August Fifth A Weed by Any Other Name



So, what is this weed?

I've been told it is the reason this place is called 'pea ridge.'  It is definitely in the pea family Fabaceae, which basically just means it is a legume, like peas and beans.  But it isn't your classic sweet-pea flower, or several of the other things Google suggested to me it might be.

Balsam imaptiens?  Nope, that isn't a vine.  This is definitely a vine.  There are some of these plants called 'touch me not', which have seed pods that explode upon a touch.  This is not quite that animal, although the flowers are similar, the leaves are not.  And sweet pea flowers have much different leaves than this, as well.  IF you look at the leaves and they are markedly different - keep looking, you'll run into a better match soon!


It winds itself around things like bindweed (in the convolvulus family, as we spoke of the other day), but it isn't a 'classic' bindweed.  I had a hit on this being in Fabaceae, from the shape of the pods, and from there I began eliminating things based on two criteria :

1) What the leaves looked like
2) Where it lived in the world


And, it is obviously VERY tasty, to goats at least.  I had a piece in my hand while taking a picture of something else, expecting to bring it inside and put it in a notebook - and 'swipe'.. in the mouth!  I caught just a tiny bit of a picture before it was GONE.  So, that made me start looking it up with even more fervor.  (Once I identified the plant it was confirmed as a forage loved by goats, but I had first-hand knowledge of that, already!)


I took some more detail pictures of it, and from ideas from plant apps (which all gave different answers!) The purple flowers are small but stunning, and I've seen this plant both crawling on the roadside up other plants, along fences and this particular individual was crawling up the hop hornbeam tree above the shade garden, among the sorrel, basil and tomato plants. 

Using comparisons of pictures, I narrowed down a subfamily (Faboideae), ruling out a very similar Centrosema pubescens - butterfly pea as having too long of a pod and not being from the right climate.  But I was on the right track!  I then looked for anything in that family that was a native wildflower of Tennessee.  That narrowed it down to just a couple, and soon, I had a 'bingo.' 


Desmodium ciliare, a native of the Eastern United States

This particular specimen, as far as I've been able to ascertain today, is Desmodium ciliare, more commonly known as beggar's tick trefoil, or beggar's lice.  Lots and lots of plants call themselves 'beggar's lice' - there are SO many slight variations to look at!  But the biggest thing to identify it as this stage is the way it vines and the three leaves, their size and shape and configuration.

As a note : The flowers are closed up tight in the heat of the day.  At about five o'clock I went back outside, and the same plants that had closed flowers were now open again.

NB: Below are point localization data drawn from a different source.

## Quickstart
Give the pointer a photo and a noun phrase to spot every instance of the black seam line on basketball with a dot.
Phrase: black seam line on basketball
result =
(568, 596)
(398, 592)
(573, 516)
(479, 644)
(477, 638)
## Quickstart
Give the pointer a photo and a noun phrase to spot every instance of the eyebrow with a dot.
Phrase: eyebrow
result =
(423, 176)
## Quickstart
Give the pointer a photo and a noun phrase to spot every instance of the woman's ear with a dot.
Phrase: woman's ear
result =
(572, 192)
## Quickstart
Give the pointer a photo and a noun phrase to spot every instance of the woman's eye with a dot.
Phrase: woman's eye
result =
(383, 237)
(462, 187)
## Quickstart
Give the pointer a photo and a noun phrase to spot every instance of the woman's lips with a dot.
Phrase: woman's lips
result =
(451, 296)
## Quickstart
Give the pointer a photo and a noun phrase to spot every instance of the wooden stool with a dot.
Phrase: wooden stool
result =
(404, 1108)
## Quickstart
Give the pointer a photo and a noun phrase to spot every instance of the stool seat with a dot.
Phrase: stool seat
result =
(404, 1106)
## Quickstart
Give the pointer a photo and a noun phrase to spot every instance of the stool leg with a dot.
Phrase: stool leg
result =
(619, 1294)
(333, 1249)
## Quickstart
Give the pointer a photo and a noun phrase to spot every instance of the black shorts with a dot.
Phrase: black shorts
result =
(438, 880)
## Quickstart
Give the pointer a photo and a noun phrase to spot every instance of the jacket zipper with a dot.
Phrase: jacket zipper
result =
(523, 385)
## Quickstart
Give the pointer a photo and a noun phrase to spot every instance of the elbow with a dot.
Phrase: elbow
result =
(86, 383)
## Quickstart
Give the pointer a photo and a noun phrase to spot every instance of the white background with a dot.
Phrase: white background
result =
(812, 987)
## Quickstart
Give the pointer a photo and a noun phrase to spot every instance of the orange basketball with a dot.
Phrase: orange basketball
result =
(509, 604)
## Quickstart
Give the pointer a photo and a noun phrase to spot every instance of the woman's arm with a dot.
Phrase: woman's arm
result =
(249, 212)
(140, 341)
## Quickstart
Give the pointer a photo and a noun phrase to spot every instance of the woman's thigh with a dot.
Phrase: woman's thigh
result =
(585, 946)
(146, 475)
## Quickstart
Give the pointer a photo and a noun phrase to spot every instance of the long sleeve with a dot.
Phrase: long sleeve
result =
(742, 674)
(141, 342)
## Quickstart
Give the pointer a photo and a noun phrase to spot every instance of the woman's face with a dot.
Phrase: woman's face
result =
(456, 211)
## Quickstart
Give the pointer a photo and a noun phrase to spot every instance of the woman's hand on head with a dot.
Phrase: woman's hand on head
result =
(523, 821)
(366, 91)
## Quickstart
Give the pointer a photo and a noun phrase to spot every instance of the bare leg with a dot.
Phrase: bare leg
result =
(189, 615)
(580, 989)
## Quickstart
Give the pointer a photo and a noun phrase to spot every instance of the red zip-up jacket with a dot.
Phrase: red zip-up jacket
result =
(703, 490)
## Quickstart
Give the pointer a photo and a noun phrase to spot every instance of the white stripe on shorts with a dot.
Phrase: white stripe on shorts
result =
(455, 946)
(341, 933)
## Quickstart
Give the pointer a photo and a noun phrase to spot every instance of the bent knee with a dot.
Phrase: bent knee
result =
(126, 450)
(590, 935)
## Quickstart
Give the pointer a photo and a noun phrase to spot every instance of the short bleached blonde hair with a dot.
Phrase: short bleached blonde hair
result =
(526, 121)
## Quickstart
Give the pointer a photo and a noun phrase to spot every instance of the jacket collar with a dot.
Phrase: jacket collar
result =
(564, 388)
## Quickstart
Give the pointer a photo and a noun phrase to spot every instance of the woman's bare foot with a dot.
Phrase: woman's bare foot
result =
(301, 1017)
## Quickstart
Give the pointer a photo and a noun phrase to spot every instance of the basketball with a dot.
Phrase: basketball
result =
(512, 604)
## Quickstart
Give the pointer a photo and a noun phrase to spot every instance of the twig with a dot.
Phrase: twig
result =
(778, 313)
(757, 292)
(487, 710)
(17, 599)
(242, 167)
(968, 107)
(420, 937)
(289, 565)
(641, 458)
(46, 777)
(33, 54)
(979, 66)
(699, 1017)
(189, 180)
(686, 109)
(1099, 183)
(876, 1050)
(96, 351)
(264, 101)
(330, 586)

In the fall, it will produce small pea-like pods, with each seed in a separate 'pocket', which have small thorny hairs on them that will attach to your clothes, hitching a ride away from the mother plant, to start anew elsewhere.  I will catch some pictures of the pods when they dry out, for show, if it doesn't all get eaten by Kitty (the goat).  Now beggar's lice isn't that odd - there are several plants we ourselves call beggar's lice right here in this valley - some upright standing plants, some vines.   I'll also try to catch the other things we call 'beggar's lice' around here as the season wears on - and get photos and habitat descriptions of them.

 
Update : On August 11th I documented three other woodland areas nearby that had this plant.  It presented climbing up other plants at the woodland edge and also crawling along the interior edge of a culvert near grass.